The decision to broaden the investigation could prove awkward for Conte and comes at a time when his government is struggling to revise anti-migrant rules drawn up by Salvini during his brief time as interior minister from 2018-2019.
The high-profile case centres on an incident in July 2019, when Salvini blocked more than 100 people aboard a coastguard ship for six days as he waited for European allies to agree to take them in.
Salvini, who heads the anti-immigrant League party, has looked to leverage maximum political gain from the legal battle, saying he had been acting in the national interest by slowing the flow of undocumented migrants from across the Mediterranean. He also says the entire government backed his initiative, something Conte has disputed.
Magistrates in Sicily put together a case arguing that Salvini kidnapped the migrants, keeping them at sea in fierce heat until European allies buckled and agreed to resettle them. Such a charge carries a maximum 15-year prison term.
Saturday's hearing in the city of Catania was called to decide whether there was enough evidence to try Salvini. The state prosecutor suggested there was not and recommended that Judge Nuzio Sarpietro dismiss the case.
However, Sarpietro decided to dig deeper and summoned Conte to appear at a hearing on Nov. 20 along with Foreign Minister Luigi Di Maio and former Transport Minister Danilo Toninelli to question them about the affair. A subsequent sitting was set for Dec. 4 to hear current Interior Minister Luciana Lamorgese, former Defence Minister Elisabetta Trenta and Italy's EU ambassador Maurizio Massari.
There was no immediate comment from the government.
Salvini said he was pleased by the decision. "I am very satisfied to hear from the judge that what was done was not done by me alone," he told reporters.
Salvini pulled his party out of the ruling coalition two weeks after the migrant controversy and is now in opposition. The upper house Senate voted in February to lift his parliamentary immunity, with his former allies in government the 5-Star Movement backing calls for his trial.

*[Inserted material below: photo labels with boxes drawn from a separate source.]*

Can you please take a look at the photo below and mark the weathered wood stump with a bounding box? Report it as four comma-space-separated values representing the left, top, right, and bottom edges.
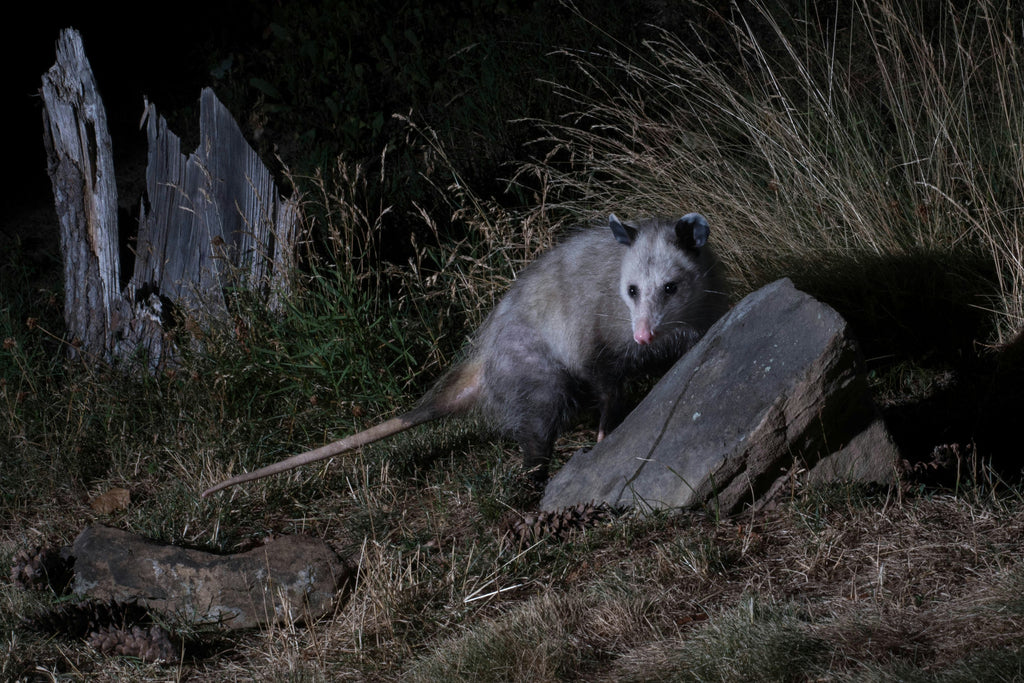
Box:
42, 30, 299, 371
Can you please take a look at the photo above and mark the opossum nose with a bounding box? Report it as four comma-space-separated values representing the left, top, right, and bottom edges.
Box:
633, 321, 654, 346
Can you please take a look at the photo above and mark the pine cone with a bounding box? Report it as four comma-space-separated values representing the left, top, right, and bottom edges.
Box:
88, 624, 177, 661
10, 546, 74, 595
502, 503, 611, 545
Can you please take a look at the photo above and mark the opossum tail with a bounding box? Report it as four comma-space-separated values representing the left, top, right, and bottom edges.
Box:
203, 361, 480, 498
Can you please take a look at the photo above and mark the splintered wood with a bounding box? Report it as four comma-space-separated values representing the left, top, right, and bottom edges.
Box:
42, 30, 299, 372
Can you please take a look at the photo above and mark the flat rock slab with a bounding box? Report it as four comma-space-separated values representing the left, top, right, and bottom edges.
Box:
541, 279, 898, 514
72, 526, 350, 629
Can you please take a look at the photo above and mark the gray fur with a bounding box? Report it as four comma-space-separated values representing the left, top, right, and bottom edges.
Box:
203, 213, 726, 497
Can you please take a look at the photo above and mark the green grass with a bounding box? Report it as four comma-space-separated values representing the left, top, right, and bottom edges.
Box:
6, 2, 1024, 681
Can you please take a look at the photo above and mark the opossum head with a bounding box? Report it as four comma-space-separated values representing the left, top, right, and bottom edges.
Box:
608, 213, 710, 346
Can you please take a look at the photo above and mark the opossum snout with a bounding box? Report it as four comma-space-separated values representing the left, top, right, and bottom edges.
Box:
633, 319, 654, 346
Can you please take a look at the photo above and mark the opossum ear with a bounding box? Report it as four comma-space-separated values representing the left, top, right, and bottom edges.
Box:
676, 213, 711, 251
608, 214, 637, 247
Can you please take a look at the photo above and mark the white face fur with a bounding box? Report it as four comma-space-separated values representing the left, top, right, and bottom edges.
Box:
611, 214, 708, 346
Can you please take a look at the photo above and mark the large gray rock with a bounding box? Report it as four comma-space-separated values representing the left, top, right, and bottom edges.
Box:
72, 526, 350, 629
541, 280, 898, 514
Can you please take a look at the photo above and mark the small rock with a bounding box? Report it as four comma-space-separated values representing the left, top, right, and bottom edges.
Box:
72, 526, 351, 629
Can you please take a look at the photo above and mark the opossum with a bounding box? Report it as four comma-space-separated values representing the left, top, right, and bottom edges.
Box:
203, 213, 726, 497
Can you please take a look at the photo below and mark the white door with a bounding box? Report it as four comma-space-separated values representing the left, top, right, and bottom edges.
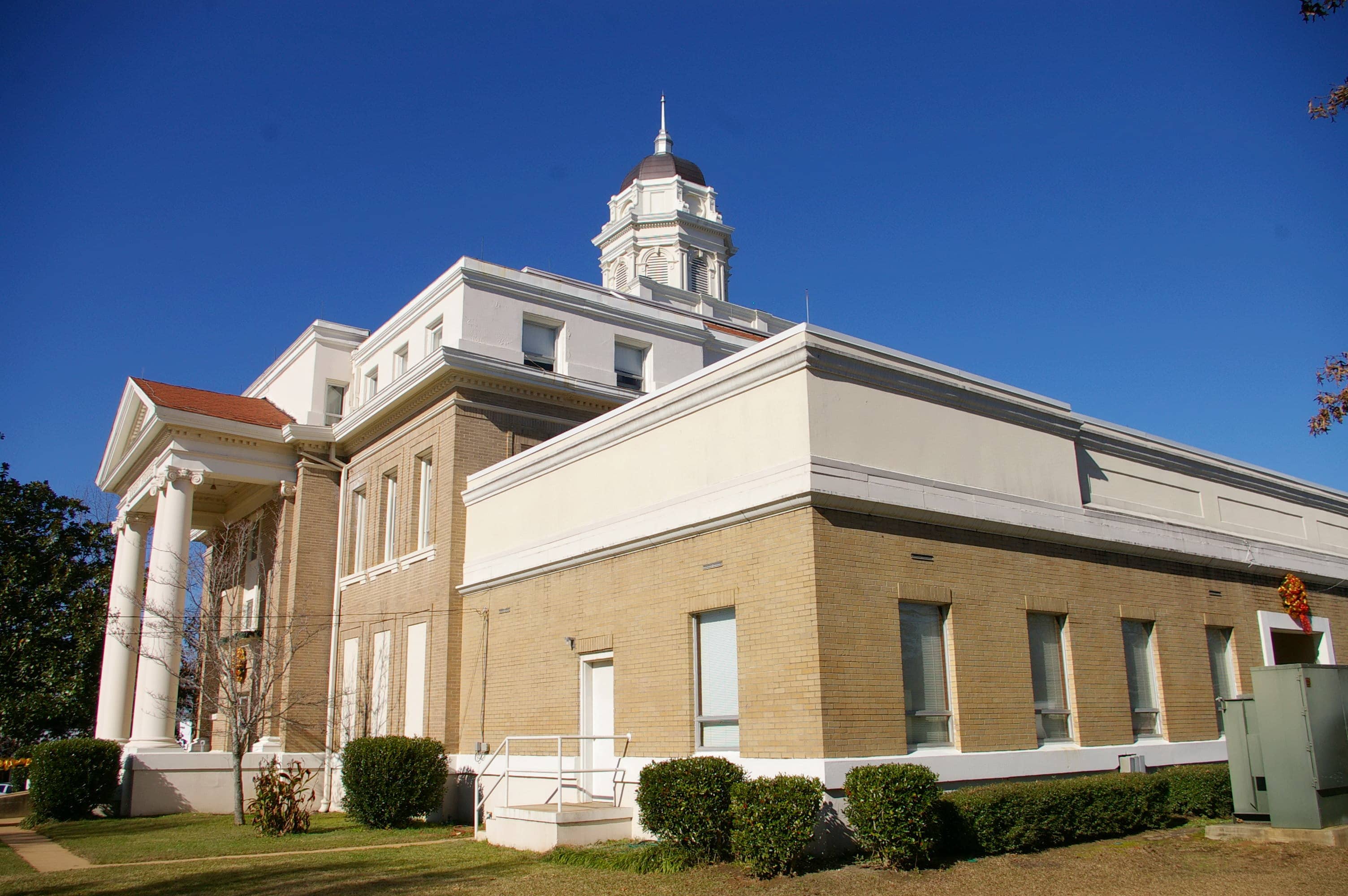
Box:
579, 655, 616, 800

Salvini was interior minister for a year and during that time focused much of his energy in trying to prevent migrants crossing the Mediterranean in search of a better life in Europe. The new coalition is trying to revise the measures he introduced, including his move to hike fines on charity ships that pick up migrants from the sea. However talks are floundering, with the centre-left Democratic Party pushing for more sweeping changes than 5-Star.